Search code examples
azurepysparkdatabricksazure-databricks

Any benefits of using Pyspark code over SQL in Azure databricks?


I am working on something where I have a SQL code in place already. Now we are migrating to Azure. So I created an Azure databricks for the piece of transformation and used the same SQL code with some minor changes.

I want to know - Is there any recommended way or best practice to work with Azure databricks ? Should we re-write the code in PySpark for the better performance?

Note : End results from the previous SQL code has no bugs. Its just that we are migrating to Azure. Instead of spending time over re-writing the code, I made use of same SQL code. Now I am looking for suggestions to understand the best practices and how it will make a difference.
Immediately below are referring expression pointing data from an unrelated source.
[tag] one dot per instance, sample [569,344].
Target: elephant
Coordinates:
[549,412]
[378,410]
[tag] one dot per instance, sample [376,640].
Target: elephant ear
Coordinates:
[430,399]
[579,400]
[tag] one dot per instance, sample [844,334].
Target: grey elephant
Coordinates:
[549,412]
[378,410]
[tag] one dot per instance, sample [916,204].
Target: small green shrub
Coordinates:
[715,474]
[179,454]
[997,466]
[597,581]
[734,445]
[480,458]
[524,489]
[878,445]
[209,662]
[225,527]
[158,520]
Looking for your help. Thanks !

Expecting - Along with the migration from on prem to Azure. I am looking for some best practices for better performance.


Solution

  • After getting help on the posted question and doing some research I came up with below response --

    • It does not matter which language do you choose (SQL or python). Since it uses Spark cluster, so Sparks distributes it across cluster. It depends on specific use cases where to use what.
    • Both SQL and PySpark dataframe intermediate results gets stored in memory.
    • In a same notebook we can use both the languages depending upon the situation.
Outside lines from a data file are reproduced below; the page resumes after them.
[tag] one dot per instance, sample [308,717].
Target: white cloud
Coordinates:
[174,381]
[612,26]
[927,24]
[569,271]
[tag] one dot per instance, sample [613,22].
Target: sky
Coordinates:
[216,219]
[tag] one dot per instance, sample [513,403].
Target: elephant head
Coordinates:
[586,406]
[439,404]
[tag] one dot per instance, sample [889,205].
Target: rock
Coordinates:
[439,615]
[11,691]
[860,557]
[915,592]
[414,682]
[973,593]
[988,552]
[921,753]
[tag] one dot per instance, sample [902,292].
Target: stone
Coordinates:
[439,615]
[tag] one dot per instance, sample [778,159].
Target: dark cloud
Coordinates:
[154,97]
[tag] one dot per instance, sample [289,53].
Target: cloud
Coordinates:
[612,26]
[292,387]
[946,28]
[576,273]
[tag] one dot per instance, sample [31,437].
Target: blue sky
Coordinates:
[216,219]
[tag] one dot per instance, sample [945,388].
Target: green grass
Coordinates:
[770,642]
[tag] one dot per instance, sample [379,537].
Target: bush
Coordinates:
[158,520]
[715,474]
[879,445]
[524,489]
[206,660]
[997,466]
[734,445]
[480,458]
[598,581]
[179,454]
    Use Python - For heavy transformation (more complex data processing) or for analytical / machine learning purpose Use SQL - When we are dealing with relational data source (focused on querying and manipulating structured data stored in a relational database)

    Note: There may be some optimization techniques in both the languages which we can use to make the performance better.

    Summary : Choose language based on the use cases. Both has the distributed processing because its running on Spark cluster.

    Thank you !